How to attract and retain candidates in the Great Resignation
The staffing sector is facing one of the greatest challenges to date with the Great Resignation.
Or, perhaps more accurately, we should call it the Great Jobs Mismatch. Why? Because work is no longer working well for millions of people across the world. People are burnt out, they are re-assessing what they want from work, and they are pursuing new career adventures. The result is record numbers of job vacancies — 2.7 million in the UK in November 2021, and double the number of unemployed people in the U.S in December 2021.
Urgent changes ahead
So where does that leave the staffing sector? In a tough situation, clearly, with an urgency to uphaul the hiring process to meet new expectations, fill roles, and stop skill shortages from worsening. Another emerging trend that’s making this task more difficult is the fact that some candidates are going through the hiring process primarily to improve their deal at their current employer.

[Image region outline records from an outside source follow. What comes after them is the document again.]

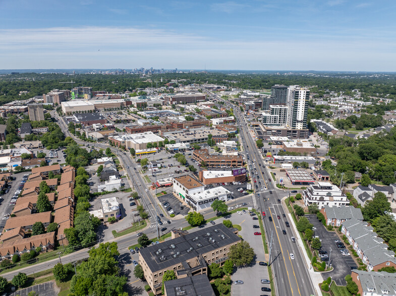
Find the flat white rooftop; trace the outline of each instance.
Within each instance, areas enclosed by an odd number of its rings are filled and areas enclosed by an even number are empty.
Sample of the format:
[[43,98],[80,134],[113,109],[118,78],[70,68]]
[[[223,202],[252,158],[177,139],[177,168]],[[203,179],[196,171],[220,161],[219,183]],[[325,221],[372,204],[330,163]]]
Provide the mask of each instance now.
[[232,177],[233,172],[231,171],[203,171],[202,176],[205,179]]
[[190,196],[196,201],[204,200],[214,197],[220,197],[227,194],[231,194],[231,192],[222,186],[214,187],[210,189],[204,190],[201,192],[194,192]]

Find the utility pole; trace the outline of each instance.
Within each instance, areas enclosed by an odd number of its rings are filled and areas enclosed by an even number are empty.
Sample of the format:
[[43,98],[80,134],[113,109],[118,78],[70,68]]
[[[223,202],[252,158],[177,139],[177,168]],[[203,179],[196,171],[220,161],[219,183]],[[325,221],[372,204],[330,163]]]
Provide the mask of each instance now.
[[330,248],[330,255],[328,256],[328,264],[327,264],[327,268],[330,267],[330,259],[331,258],[331,248]]
[[269,257],[268,258],[268,266],[271,265],[271,254],[272,251],[272,235],[273,235],[273,231],[271,231],[271,240],[269,241]]
[[341,189],[341,187],[343,187],[343,177],[344,177],[344,173],[341,173],[341,183],[340,184],[340,189]]

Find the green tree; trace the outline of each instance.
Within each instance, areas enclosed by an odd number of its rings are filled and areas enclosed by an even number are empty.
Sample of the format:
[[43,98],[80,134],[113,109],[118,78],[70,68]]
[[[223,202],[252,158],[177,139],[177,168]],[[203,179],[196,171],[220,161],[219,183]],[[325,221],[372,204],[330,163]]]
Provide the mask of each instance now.
[[299,205],[296,205],[294,206],[294,212],[298,216],[304,216],[305,213],[304,211],[304,209]]
[[68,273],[65,269],[65,266],[62,263],[55,265],[52,269],[55,279],[60,281],[64,281],[68,276]]
[[319,207],[316,203],[310,204],[308,206],[308,211],[310,214],[316,214],[319,211]]
[[309,223],[308,219],[305,217],[302,217],[296,225],[296,227],[300,232],[305,232],[306,229],[311,229],[313,227],[311,223]]
[[28,280],[28,276],[26,273],[19,272],[16,275],[14,275],[11,283],[16,287],[23,287]]
[[233,260],[229,259],[224,262],[223,265],[223,272],[225,274],[231,274],[234,271],[234,262]]
[[245,266],[250,264],[256,254],[250,245],[246,241],[242,241],[230,248],[230,259],[238,267]]
[[209,266],[209,277],[213,279],[217,277],[220,277],[223,275],[222,269],[220,267],[220,265],[216,263],[212,263]]
[[172,279],[176,279],[176,275],[173,270],[166,270],[163,273],[162,276],[162,294],[164,293],[165,285],[164,283],[167,280],[172,280]]
[[8,284],[8,281],[3,276],[0,276],[0,293],[6,291],[6,288]]
[[37,158],[44,158],[46,156],[46,154],[43,152],[39,152],[37,153]]
[[144,279],[144,271],[143,271],[143,268],[140,264],[138,264],[135,266],[135,269],[133,270],[133,274],[135,277],[140,278],[141,280]]
[[359,293],[359,287],[356,283],[353,280],[350,280],[347,283],[347,289],[353,295]]
[[28,159],[31,158],[32,155],[30,153],[22,153],[21,155],[21,158],[22,159]]
[[225,204],[223,200],[220,199],[216,199],[212,203],[211,206],[213,211],[216,211],[216,214],[218,214],[219,212],[222,213],[225,213],[227,212],[228,207]]
[[198,212],[190,212],[186,216],[186,219],[191,226],[198,226],[205,221],[203,215]]
[[52,209],[52,207],[49,202],[48,196],[42,191],[40,191],[38,194],[36,207],[40,213],[47,212]]
[[363,174],[362,178],[360,178],[360,185],[362,186],[368,186],[371,184],[371,179],[367,174]]
[[37,236],[45,233],[45,229],[42,222],[38,221],[32,227],[32,236]]
[[147,158],[144,158],[140,161],[140,165],[143,168],[146,166],[147,165],[148,163],[148,160]]
[[316,249],[316,250],[320,249],[322,247],[322,243],[320,242],[319,238],[313,238],[312,240],[312,246],[313,249]]
[[53,232],[58,229],[58,223],[56,222],[52,222],[50,223],[49,225],[47,226],[47,233]]
[[308,242],[310,242],[312,240],[312,237],[313,236],[313,231],[310,229],[307,228],[305,230],[305,232],[304,233],[304,237],[305,240],[308,241]]
[[371,221],[383,215],[385,211],[390,212],[390,203],[385,194],[378,192],[374,195],[372,200],[369,200],[366,203],[362,211],[364,219]]
[[14,254],[13,255],[13,259],[12,259],[12,260],[13,260],[13,263],[16,263],[17,262],[19,261],[20,260],[21,260],[21,258],[19,257],[19,256],[18,255],[17,255],[16,254]]
[[143,234],[141,236],[139,237],[138,239],[138,243],[142,247],[145,247],[150,244],[150,240],[147,237],[145,233]]
[[223,224],[224,224],[224,226],[228,227],[228,228],[230,228],[233,227],[233,223],[231,220],[223,220]]
[[39,190],[40,190],[40,193],[42,192],[44,194],[49,193],[51,191],[49,189],[49,187],[47,185],[47,182],[45,181],[42,181],[40,182]]

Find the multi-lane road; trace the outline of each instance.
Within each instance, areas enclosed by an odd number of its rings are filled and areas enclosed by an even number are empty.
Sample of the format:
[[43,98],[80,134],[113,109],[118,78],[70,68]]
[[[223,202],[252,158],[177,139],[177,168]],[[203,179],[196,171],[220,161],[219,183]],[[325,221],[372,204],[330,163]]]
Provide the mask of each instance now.
[[[213,93],[210,94],[215,96],[217,100],[223,101],[218,96]],[[291,240],[292,237],[296,237],[298,234],[293,233],[292,229],[286,226],[286,221],[290,224],[292,221],[289,219],[289,215],[287,214],[282,204],[278,202],[278,199],[281,199],[287,194],[278,190],[273,182],[261,154],[256,147],[255,141],[249,132],[243,113],[239,108],[234,108],[234,112],[240,128],[240,141],[243,144],[247,160],[247,155],[249,155],[252,163],[249,169],[252,168],[251,167],[254,163],[256,170],[253,171],[255,172],[257,170],[258,173],[256,176],[257,183],[253,183],[254,185],[258,184],[259,182],[261,183],[258,190],[254,186],[253,198],[256,199],[256,201],[253,203],[257,205],[257,209],[261,212],[264,211],[265,214],[265,216],[262,215],[262,218],[268,244],[270,243],[271,236],[272,237],[269,264],[273,271],[274,278],[272,280],[275,281],[276,294],[290,296],[315,294],[313,284],[308,272],[309,267],[307,266],[300,247],[297,242],[293,242]],[[260,187],[264,186],[265,188],[261,190]],[[269,190],[272,191],[272,194],[269,193]],[[260,194],[259,197],[258,193]],[[272,221],[269,221],[270,216]],[[284,234],[284,230],[286,231],[286,235]],[[293,254],[294,259],[292,259],[291,254]]]

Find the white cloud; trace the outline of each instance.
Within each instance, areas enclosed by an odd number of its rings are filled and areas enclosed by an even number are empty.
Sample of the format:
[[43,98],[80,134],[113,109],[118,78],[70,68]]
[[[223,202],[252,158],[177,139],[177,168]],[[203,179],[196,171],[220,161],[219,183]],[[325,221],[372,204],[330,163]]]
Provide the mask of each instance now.
[[[351,32],[350,32],[351,33]],[[3,68],[179,68],[391,70],[391,38],[299,33],[221,40],[138,28],[0,30]],[[353,37],[351,37],[351,35]],[[279,38],[280,37],[280,38]],[[100,49],[100,51],[98,50]],[[391,61],[394,61],[392,62]]]
[[247,6],[245,4],[237,3],[234,1],[212,3],[210,5],[210,8],[212,10],[228,14],[238,11],[246,7]]

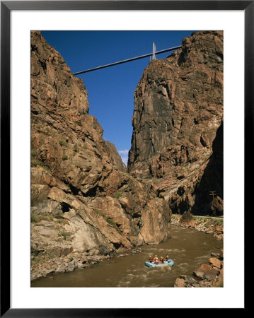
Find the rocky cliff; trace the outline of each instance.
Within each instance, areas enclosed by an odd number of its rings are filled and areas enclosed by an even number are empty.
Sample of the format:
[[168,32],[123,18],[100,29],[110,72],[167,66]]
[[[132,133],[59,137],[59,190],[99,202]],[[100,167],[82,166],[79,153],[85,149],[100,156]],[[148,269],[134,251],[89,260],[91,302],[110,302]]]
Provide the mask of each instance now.
[[134,102],[131,175],[173,213],[221,214],[223,32],[192,34],[167,59],[151,61]]
[[88,109],[82,81],[39,32],[32,32],[34,255],[107,254],[170,237],[168,204],[127,173]]

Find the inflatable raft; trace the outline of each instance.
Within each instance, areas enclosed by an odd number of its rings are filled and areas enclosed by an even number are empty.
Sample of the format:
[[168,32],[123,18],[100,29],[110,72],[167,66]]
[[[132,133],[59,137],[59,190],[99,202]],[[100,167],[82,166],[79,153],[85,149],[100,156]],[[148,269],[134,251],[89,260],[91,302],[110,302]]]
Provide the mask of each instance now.
[[175,264],[174,261],[173,259],[168,259],[168,261],[165,261],[163,264],[158,264],[157,265],[154,263],[150,263],[150,261],[146,261],[144,264],[147,267],[158,267],[158,266],[165,266],[167,265],[169,265],[170,266],[173,266],[173,265]]

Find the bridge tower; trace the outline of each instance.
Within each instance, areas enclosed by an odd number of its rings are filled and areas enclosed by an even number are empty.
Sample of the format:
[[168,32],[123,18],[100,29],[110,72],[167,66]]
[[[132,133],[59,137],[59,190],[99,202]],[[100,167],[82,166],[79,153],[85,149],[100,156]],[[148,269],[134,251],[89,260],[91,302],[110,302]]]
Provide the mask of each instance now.
[[156,55],[155,54],[156,52],[156,47],[155,46],[154,42],[153,42],[153,59],[156,59]]

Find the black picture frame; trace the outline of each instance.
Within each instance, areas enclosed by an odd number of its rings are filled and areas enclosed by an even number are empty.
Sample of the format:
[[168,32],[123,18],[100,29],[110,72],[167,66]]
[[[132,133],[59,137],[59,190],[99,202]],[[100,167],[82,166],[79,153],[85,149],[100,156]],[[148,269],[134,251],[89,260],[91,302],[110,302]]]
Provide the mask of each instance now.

The power of relationships
This, ultimately, underpins the importance of recruiters building lasting relationships with their candidates. If they know each candidate’s preferences, aspirations, and goals, it becomes a lot easier to offer them work that they simply cannot refuse because of the significant benefits it brings to their careers.
But that’s easier said than done. Screening and interviewing candidates for a position takes a lot of time, as does scanning for job orders and understanding a position’s requirements. With traditional staffing approaches and systems, there simply aren’t enough hours in the day for recruiters to meaningfully engage and get to know their candidates.

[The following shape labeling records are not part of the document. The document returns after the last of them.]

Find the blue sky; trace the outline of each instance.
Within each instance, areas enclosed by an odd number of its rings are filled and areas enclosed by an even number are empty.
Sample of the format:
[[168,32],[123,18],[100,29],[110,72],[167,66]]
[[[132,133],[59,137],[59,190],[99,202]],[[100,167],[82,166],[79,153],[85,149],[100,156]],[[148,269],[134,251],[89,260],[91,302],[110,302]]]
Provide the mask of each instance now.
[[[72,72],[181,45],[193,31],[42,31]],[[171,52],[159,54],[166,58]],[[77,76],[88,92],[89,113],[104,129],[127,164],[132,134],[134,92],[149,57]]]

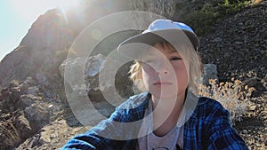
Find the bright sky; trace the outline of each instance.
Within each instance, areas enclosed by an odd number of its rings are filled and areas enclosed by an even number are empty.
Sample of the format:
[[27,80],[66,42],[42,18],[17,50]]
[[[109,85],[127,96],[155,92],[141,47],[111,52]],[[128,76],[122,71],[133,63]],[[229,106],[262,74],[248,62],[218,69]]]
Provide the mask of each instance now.
[[66,9],[80,0],[0,0],[0,60],[13,51],[39,15],[57,6]]

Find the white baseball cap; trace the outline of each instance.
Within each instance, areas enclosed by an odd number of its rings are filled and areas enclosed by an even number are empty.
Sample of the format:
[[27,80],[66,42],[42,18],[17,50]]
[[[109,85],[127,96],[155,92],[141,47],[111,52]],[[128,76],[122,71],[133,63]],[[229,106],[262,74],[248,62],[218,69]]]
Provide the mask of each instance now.
[[[156,20],[142,34],[122,42],[117,47],[117,51],[127,56],[125,50],[129,50],[129,48],[125,49],[125,45],[128,43],[153,45],[158,42],[188,44],[193,46],[196,51],[200,45],[198,37],[188,25],[170,20]],[[134,49],[134,47],[133,48]],[[131,51],[134,52],[133,50]]]

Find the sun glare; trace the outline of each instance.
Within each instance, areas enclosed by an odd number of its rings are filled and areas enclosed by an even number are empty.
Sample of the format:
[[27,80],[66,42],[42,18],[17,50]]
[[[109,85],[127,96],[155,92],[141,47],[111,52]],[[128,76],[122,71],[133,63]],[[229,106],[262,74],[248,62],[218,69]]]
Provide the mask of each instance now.
[[11,9],[14,13],[32,21],[50,9],[64,10],[76,8],[81,0],[10,0]]

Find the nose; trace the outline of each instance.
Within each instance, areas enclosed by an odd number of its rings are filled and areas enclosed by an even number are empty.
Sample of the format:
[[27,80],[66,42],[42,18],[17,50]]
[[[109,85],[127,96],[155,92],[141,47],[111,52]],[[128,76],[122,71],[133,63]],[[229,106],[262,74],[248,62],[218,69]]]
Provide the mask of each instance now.
[[155,67],[155,71],[158,75],[168,75],[170,72],[170,63],[166,60],[159,60]]

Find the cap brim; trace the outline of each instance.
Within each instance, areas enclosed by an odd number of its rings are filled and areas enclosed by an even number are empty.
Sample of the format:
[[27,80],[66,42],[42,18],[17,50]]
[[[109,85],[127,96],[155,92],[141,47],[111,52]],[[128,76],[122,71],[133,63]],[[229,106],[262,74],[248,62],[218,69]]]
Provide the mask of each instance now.
[[[117,51],[123,55],[128,56],[127,53],[134,52],[134,49],[136,51],[136,46],[134,46],[133,43],[142,43],[152,46],[160,42],[168,42],[171,44],[174,43],[175,45],[186,44],[192,46],[196,51],[199,47],[199,40],[194,33],[186,30],[168,28],[147,32],[130,37],[118,45]],[[129,43],[131,43],[131,48],[126,46]]]

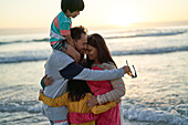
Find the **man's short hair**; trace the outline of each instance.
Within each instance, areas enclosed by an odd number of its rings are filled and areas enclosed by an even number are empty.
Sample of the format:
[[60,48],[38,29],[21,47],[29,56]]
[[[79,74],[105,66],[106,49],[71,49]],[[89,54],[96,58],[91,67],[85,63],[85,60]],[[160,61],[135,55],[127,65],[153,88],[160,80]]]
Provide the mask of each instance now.
[[81,39],[81,34],[84,33],[86,34],[87,30],[80,25],[80,27],[74,27],[71,29],[71,38],[74,40],[80,40]]
[[84,10],[84,1],[83,0],[62,0],[61,1],[61,10],[63,12],[66,12],[67,10],[70,10],[70,12],[83,11]]

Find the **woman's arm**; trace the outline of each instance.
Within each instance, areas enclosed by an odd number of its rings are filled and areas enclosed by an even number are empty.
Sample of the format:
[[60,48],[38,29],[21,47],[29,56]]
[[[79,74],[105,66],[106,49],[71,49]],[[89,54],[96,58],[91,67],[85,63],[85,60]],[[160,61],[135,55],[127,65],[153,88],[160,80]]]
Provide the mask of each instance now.
[[66,105],[67,102],[67,93],[63,94],[62,96],[50,98],[45,96],[42,92],[40,92],[39,101],[42,101],[44,104],[52,106],[52,107],[59,107],[62,105]]
[[116,106],[116,103],[115,102],[109,102],[105,105],[95,105],[93,108],[92,108],[92,113],[94,114],[101,114],[101,113],[104,113],[106,111],[108,111],[109,108],[112,107],[115,107]]
[[125,95],[125,84],[122,79],[116,79],[111,81],[113,90],[103,94],[97,95],[98,104],[104,104],[107,102],[119,100],[122,96]]

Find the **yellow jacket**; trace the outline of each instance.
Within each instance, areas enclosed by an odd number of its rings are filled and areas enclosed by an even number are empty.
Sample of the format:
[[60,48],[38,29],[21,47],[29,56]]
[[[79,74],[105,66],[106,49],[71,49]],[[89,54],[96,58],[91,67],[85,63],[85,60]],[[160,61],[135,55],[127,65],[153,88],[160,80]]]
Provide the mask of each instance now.
[[[91,93],[86,93],[85,97],[80,100],[79,102],[72,102],[71,100],[67,98],[69,92],[63,94],[62,96],[55,97],[55,98],[50,98],[45,96],[44,94],[40,94],[39,101],[42,101],[44,104],[53,107],[59,107],[66,105],[69,113],[90,113],[90,106],[87,106],[86,101],[90,100]],[[107,110],[116,106],[115,102],[109,102],[105,105],[96,105],[92,108],[92,112],[94,114],[101,114],[106,112]],[[83,124],[71,124],[71,125],[95,125],[95,121],[91,121],[88,123],[83,123]]]

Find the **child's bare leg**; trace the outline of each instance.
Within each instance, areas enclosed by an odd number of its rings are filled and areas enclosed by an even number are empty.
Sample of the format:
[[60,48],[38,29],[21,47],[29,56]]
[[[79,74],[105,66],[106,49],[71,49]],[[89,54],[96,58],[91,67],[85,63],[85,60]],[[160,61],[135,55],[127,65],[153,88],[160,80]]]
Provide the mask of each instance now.
[[65,50],[65,53],[69,54],[74,59],[75,62],[79,63],[81,59],[81,54],[71,45],[67,45],[67,49]]

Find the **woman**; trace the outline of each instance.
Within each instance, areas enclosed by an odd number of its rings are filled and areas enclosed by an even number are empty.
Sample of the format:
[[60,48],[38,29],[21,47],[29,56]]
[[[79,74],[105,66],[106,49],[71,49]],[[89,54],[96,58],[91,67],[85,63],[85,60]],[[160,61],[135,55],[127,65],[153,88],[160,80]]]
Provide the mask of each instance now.
[[[86,66],[92,70],[112,70],[116,69],[116,64],[107,49],[104,39],[100,34],[92,34],[87,40],[87,58]],[[92,93],[97,97],[98,104],[117,101],[125,95],[125,85],[122,79],[113,81],[87,81]],[[96,125],[121,125],[122,105],[117,104],[107,112],[100,114]],[[72,122],[79,118],[79,114],[70,113],[69,117]],[[83,119],[82,119],[83,121]]]
[[[104,39],[100,34],[92,34],[87,40],[87,58],[85,66],[92,70],[111,70],[116,69],[116,64],[107,49]],[[127,73],[129,70],[127,70]],[[92,93],[97,97],[97,103],[106,104],[107,102],[118,101],[125,95],[125,85],[122,79],[113,81],[87,81]],[[121,125],[123,124],[123,114],[121,113],[121,104],[100,114],[96,125]],[[84,116],[85,115],[85,116]],[[95,117],[92,113],[81,114],[69,113],[69,119],[73,124],[82,124]]]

Automation and AI to support
That’s where automation and artificial intelligence (AI) can do a lot of the legwork. If you automate a lot of the highly repeatable, easily computerized work, then your recruiters will have more time to focus on their candidate and client relationships. This is vital when the employer-employee proposition is changing to become more purpose-driven, with employees seeking out employers that align with their values, offer career progression, and allow them greater work/life balance and autonomy. More than ever, recruiters need time to understand what makes their candidates excited about work.
Increasing talent pools
Simultaneously, many staffing agencies are dealing with a plethora of open positions that they cannot find candidates for. Widening a talent pool to consider candidates from different backgrounds will help to increase the options for recruiters. For example, someone coming from a different industry may not have exactly the experience stated for a job role, however, their transferable skills from past jobs may be relevant to the role. Likewise, contingent talent can prove a valuable source of skills for roles that need urgent filling, for temporary assignments, and to cover someone who has recently left.

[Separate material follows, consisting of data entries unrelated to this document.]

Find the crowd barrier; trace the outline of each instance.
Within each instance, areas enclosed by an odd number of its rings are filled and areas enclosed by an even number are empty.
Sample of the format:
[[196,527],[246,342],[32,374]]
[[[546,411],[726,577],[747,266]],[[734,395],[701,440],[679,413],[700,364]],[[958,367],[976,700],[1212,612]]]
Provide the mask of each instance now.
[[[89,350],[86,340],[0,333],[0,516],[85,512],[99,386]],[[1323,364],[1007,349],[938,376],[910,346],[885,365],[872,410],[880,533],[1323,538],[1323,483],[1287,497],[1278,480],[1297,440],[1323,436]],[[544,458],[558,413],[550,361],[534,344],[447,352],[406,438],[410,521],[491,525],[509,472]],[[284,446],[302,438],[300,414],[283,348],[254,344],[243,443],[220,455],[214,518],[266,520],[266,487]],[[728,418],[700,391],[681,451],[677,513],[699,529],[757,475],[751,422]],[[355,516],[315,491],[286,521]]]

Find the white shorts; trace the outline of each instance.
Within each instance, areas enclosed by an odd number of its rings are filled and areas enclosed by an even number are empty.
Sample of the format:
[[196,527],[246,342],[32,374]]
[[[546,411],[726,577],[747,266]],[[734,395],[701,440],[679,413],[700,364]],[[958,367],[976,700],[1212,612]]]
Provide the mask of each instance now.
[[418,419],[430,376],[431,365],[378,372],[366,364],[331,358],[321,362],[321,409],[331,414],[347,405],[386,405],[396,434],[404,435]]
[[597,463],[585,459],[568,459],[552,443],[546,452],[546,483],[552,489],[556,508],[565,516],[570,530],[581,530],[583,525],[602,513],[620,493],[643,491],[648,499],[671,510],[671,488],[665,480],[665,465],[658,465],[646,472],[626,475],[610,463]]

Of course, in today’s workplace there is no room for bias — unconscious or not — and widening a talent pool to consider people from all socioeconomic backgrounds, gender identities, races, neurodiversities, and more, will ensure the best people are chosen to fill a vacancy. Core to this is taking a skills-based approach that reduces the likelihood of unconscious bias affecting a recruiter’s decision. In other words, matching people to work based on data on their skills, experience, availability, location, and interests will help to widen the talent pool and avoid biased hiring.
Looking long-term
Although the current crisis feels like a short-term issue, it does highlight wider changes in the workforce that staffing and recruitment leaders need to prepare for. Reviewing your long-term talent attraction and management plan is a good idea given the current disruption. At this point, it’s also worth mentioning the Fourth Industrial Revolution that will impact all jobs and skill requirements. If you don’t have a plan in place that accounts for this, you are fast running out of time.
Again, data on your candidates’ skills, experiences, preferences, and more, should be analyzed to inform your long-term strategy. Additionally, look at wider trends in the type of roles your candidates are applying for, their skills and skill-building, and successful job and project completions. With this information, you can better adapt your talent strategy to meet changing expectations and build more purpose-driven careers for your candidates. In turn, this will help you become the first call for a candidate looking for new challenges.
It’s not an understatement to say that the staffing sector changed forever in the wake of the pandemic and the many societal changes that it caused. To thrive in this new reality, an investment in new staffing processes and technology is needed, to will help recruiters meet evolving expectations.